First Course – Prelude to a Dream
Surreal Salad – Textures and flavours inspired by André Masson
miniature organic greens, passion fruit gastrique, compressed cucumber, sous vide pineapple, carrot marshmallow, chèvre orb, beet jewels, edible flowers, spritzed with tangerine tincture
Second Course – The Illusion
French Onion Soup Soufflé
flavoured with Cognac demi-glace and Swiss Gruyère served with a savoury stir stick
Palate Cleanser – Dragon’s Breath
Lemon sorbet with thyme and anise wafers
Entrée – The Revolution
Sablefish and Duck Entrée
organic black and red lentil crusted sablefish, braised duck and wild mushroom roulade, tomato-garlic confit and jade sauce
Dessert – A Cumulus Conclusion
floating on a trio of mango, blueberry and raspberry sauces
Here’s a recipe for the spiced lentil crusted sablefish that Executive Chef Margaret Chisholm reworked for the home cook.

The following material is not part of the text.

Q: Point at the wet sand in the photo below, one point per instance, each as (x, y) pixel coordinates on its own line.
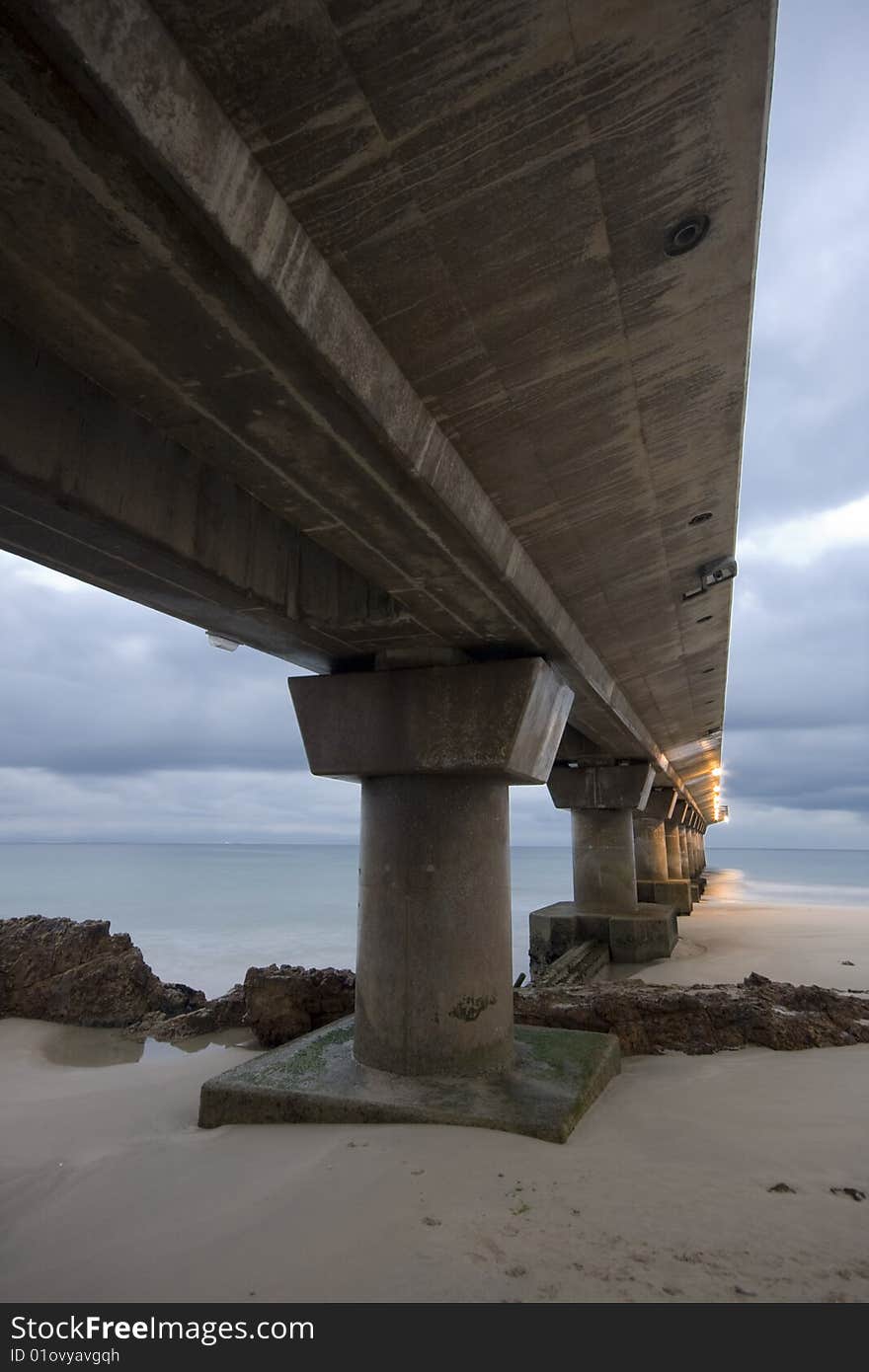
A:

Spiced Lentil Crusted Sablefish with Jade Sauce
4 X 120 g sablefish fillet
4 Tbsp organic black beluga lentils
4 Tbsp red lentils
1 tsp star anise powder
1 tsp Korean chili powder
1/2 tsp sea salt
4 tsp Dijon mustard
4 tsp water
In a spice grinder, blitz the red lentils into a fine powder. Mix with the Korean chili and half the salt. Repeat the process with the black lentils and the star anise. Combine the water and mustard. Lightly paint the top of the sablefish with the mustard mixture. Sprinkle the red lentil powder over ½ of the fish and the black lentil powder over the other half. Place on a baking sheet and roast at 350 F for 8-10 minutes.
½ cup shallots
½ cup spring peas
¼ cup white wine
1 cup water + ¼ cup
¼ cup young spinach, blanched and squeezed dry
2 Tbsp fingerling potatoes, peeled and diced small
1 Tbsp canola oil
1 Tbsp chives
1 Tbsp mint
1 Tbsp cilantro
1 Tbsp tarragon
1 tsp sliced garlic
Sauté the shallots in olive oil until translucent. Add the garlic and white wine and reduce to a glaze. Add the potatoes and 1 cup of water and gently cook until the potatoes are very soft. Pour the potato, shallot reduction into a blender and add the peas. Working quickly, blitz the mixture together with the remaining ingredients, using the remaining water to thin down the sauce. Season with salt and pepper. Strain and serve hot.